By Jason Alderman
I'm a firm believer that the more knowledge you acquire, the richer your life will be. But as college tuition and fees continue to skyrocket, students and parents increasingly are asking, "Is a degree really worth the cost?"
For many people it certainly is: On average, college graduates earn $550,000 more than high school grads over a lifetime, according to a Pew Research Center study. Not only that, the current unemployment rate among college grads is only half that of high school grads.
So, assuming your kid is interested in college, ask yourself, "How much can we afford to spend without digging ourselves into a hole?" Unless you started socking away money long ago or Junior can count on a full-ride scholarship, you'll probably need to take out student (and parent) loans to pay for that degree.
Tread carefully so you're not saddled with too much debt. Here are a few factors to remember:
Not all degrees are created equal. The average college graduate now carries roughly $25,000 in student loan debt, but many families rack up far more, especially if they have several children. Students should follow their passions - in education and in life - but remember, someone with a degree in engineering or computer sciences will probably garner much higher pay and more easily pay off loans than graduates in lower-paying fields like education.
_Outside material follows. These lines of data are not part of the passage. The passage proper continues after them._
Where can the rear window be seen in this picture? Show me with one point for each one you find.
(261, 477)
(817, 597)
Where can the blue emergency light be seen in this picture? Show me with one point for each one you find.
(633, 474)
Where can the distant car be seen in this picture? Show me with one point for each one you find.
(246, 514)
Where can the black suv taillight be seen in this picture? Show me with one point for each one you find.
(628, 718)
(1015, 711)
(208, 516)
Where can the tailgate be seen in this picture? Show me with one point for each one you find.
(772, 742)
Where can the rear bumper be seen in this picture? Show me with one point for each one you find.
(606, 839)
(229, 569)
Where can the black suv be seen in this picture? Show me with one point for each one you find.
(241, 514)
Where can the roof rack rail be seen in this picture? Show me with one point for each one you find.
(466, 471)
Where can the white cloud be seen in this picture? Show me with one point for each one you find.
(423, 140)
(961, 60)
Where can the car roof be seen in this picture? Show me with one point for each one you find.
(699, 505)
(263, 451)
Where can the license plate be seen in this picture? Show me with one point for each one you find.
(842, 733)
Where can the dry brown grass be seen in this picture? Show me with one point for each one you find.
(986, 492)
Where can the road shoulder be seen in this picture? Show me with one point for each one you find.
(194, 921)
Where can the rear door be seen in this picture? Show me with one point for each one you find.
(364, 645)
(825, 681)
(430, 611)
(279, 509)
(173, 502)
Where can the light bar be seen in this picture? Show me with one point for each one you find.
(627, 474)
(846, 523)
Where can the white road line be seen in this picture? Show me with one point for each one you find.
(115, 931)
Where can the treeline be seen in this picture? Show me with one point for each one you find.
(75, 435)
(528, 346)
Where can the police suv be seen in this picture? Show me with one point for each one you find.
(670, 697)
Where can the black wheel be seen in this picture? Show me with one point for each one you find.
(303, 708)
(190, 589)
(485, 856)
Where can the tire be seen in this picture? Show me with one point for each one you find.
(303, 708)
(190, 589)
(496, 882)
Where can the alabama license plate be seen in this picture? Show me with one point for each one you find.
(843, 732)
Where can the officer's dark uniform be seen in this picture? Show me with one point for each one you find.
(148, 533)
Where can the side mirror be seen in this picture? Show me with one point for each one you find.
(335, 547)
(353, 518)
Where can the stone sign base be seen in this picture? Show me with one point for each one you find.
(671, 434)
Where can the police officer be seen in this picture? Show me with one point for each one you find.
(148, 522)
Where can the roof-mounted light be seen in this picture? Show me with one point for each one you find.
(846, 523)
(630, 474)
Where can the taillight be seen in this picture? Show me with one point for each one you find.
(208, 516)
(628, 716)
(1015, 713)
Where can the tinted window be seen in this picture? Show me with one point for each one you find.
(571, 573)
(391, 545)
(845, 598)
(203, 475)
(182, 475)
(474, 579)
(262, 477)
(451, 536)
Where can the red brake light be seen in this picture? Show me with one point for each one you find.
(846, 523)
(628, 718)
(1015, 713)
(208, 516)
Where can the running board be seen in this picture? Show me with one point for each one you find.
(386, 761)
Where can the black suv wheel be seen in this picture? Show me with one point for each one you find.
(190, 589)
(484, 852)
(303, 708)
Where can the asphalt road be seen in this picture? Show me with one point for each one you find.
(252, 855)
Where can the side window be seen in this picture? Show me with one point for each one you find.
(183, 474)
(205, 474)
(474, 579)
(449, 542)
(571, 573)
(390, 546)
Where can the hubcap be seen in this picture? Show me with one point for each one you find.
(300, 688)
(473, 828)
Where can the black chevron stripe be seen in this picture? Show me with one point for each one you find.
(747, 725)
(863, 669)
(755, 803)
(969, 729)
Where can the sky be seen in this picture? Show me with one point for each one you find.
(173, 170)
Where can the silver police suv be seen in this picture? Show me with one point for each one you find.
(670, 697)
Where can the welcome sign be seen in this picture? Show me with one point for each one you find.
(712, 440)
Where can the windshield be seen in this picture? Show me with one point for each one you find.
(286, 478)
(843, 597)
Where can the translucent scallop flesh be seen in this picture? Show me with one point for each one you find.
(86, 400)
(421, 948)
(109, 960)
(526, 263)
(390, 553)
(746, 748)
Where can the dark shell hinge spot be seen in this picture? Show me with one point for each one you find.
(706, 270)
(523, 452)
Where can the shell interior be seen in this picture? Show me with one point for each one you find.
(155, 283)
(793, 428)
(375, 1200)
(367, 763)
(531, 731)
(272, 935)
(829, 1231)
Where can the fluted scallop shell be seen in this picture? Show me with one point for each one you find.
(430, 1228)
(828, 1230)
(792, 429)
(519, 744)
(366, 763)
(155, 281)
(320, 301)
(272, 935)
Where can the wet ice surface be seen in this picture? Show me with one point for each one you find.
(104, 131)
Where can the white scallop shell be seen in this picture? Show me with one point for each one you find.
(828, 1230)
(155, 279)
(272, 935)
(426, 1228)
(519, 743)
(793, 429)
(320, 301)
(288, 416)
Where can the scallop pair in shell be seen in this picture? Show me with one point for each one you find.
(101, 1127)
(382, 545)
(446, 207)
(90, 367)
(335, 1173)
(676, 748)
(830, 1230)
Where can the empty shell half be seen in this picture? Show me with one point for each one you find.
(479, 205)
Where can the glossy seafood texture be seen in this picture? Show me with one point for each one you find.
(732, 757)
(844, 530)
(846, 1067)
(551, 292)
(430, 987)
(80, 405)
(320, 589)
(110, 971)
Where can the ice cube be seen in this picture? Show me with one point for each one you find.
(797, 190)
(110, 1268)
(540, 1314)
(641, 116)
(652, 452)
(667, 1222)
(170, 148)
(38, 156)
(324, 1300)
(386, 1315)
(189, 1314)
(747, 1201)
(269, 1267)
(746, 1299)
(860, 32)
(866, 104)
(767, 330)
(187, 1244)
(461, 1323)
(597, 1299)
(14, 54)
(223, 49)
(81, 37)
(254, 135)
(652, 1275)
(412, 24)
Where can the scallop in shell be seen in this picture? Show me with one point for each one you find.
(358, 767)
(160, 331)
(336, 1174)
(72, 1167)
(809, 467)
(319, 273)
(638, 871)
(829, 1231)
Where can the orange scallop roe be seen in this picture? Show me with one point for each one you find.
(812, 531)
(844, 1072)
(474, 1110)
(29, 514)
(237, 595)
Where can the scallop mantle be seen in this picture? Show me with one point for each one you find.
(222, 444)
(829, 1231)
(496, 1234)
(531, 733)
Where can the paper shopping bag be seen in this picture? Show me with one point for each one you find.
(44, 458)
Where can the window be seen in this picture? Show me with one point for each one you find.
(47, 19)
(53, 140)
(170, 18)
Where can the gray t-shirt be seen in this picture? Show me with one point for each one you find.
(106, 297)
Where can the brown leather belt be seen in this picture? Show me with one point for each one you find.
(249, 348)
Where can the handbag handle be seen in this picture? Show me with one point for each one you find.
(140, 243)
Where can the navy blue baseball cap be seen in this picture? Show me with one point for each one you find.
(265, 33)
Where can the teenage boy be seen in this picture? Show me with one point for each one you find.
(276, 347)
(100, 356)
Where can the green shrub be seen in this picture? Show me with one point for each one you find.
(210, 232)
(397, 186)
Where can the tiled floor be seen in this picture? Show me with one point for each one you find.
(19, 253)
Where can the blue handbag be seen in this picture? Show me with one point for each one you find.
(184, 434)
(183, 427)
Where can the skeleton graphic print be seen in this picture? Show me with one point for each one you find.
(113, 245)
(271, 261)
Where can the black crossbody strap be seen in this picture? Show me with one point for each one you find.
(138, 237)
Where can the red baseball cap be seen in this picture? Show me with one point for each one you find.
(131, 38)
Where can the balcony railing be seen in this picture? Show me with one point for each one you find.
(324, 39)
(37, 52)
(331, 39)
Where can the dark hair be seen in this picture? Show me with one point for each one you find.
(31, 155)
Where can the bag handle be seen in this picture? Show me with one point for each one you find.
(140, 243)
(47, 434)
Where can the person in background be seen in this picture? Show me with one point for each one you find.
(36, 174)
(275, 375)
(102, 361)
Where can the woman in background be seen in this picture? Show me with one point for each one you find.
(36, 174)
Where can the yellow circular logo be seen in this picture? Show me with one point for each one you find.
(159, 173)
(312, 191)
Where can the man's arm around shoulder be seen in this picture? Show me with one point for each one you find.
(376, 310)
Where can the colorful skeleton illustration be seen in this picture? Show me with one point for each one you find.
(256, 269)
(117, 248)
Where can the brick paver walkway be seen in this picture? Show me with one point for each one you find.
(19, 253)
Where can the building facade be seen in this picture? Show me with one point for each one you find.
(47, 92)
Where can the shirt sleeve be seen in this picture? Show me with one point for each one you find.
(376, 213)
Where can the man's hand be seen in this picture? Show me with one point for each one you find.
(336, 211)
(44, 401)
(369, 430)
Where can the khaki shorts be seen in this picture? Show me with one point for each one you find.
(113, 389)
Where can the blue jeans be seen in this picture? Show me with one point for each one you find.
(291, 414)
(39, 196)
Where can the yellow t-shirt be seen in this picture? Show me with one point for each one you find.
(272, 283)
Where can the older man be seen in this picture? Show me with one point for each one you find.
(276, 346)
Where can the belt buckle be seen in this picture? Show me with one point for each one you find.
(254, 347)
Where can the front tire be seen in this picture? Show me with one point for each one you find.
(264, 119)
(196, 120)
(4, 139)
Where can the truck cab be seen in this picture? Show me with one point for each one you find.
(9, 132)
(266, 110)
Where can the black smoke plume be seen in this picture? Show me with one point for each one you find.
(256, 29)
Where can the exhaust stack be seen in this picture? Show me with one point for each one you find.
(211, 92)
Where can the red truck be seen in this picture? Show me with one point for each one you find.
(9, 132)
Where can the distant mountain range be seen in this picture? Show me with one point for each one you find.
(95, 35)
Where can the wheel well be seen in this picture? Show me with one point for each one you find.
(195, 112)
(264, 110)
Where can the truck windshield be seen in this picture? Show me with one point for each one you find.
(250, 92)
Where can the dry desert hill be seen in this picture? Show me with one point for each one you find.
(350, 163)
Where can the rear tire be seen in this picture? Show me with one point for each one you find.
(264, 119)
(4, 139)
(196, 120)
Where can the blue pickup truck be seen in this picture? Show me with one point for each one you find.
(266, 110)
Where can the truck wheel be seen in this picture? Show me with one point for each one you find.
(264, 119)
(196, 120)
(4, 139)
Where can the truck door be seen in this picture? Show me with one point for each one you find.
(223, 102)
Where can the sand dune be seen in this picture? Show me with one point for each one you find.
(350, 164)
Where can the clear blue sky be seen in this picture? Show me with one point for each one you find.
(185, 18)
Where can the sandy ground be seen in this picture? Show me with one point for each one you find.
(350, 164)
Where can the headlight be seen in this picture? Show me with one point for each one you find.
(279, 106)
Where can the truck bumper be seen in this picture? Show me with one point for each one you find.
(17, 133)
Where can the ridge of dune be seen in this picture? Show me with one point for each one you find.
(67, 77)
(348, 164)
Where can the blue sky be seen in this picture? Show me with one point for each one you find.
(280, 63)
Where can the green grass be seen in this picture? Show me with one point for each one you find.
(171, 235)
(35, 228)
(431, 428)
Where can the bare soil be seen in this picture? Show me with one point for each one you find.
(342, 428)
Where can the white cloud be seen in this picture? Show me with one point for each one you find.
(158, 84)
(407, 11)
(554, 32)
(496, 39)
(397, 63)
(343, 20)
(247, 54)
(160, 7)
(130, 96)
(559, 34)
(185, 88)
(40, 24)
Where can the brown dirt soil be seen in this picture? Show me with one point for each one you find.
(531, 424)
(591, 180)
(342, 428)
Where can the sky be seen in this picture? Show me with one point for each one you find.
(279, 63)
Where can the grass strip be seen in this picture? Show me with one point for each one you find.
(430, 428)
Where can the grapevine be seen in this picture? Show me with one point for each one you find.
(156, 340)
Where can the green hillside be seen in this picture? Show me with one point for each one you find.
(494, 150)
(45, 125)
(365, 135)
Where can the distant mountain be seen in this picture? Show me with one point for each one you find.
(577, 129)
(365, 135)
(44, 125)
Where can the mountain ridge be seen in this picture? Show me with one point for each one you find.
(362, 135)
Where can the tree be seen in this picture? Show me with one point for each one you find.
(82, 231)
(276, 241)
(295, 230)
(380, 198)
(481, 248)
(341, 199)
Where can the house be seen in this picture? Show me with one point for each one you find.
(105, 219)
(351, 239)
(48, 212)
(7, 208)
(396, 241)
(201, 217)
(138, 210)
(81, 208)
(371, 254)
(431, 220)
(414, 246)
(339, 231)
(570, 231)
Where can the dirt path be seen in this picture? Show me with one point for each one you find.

In other words, don't take on debt that will overwhelm your future ability to pay it off. To save money, many students start out at a community college then transfer to a four-year institution.
Calculate college's true cost. As with buying a car, when tallying a college's true cost there's the sticker price - the stated full cost for tuition, fees, room and board, etc. - and there's the net cost you'll actually pay after subtracting grants, aid, work study and other adjustments that may apply.
Thanks to a new federal law, all post-secondary institutions must post a "net price" calculator to help families more accurately estimate the true costs of attending, based on the student's individual situation. Colleges may either use the Department of Education's basic calculator template or develop their own if they require additional information.
Although you won't be able to do exact comparisons, the new calculators do provide a good starting point for estimating the true costs of various colleges. Indeed, some students find that because of financial incentives offered, such as grants, merit-based scholarships and low-income subsidies, they can actually afford schools they'd previously ruled out. Expensive private schools sometimes end up cheaper than comparable state schools.
Another good comparison tool is the Department of Education's College Navigator (http://nces.ed.gov/collegenavigator), which lets you search for details about colleges throughout the U.S., including tuition and housing costs, majors and degrees offered and typical SAT scores of students attending. You can even build a list of schools for side-by-side comparisons.
Fill out a FAFSA. Even if you think your income's too high to qualify for financial aid, you still should fill out the Free Application for Federal Student Aid, since it's also required by virtually all institutions for access to federal student loans.
Federal loans generally have more favorable interest rates and repayment terms than private loans so it's best to exhaust those alternatives first.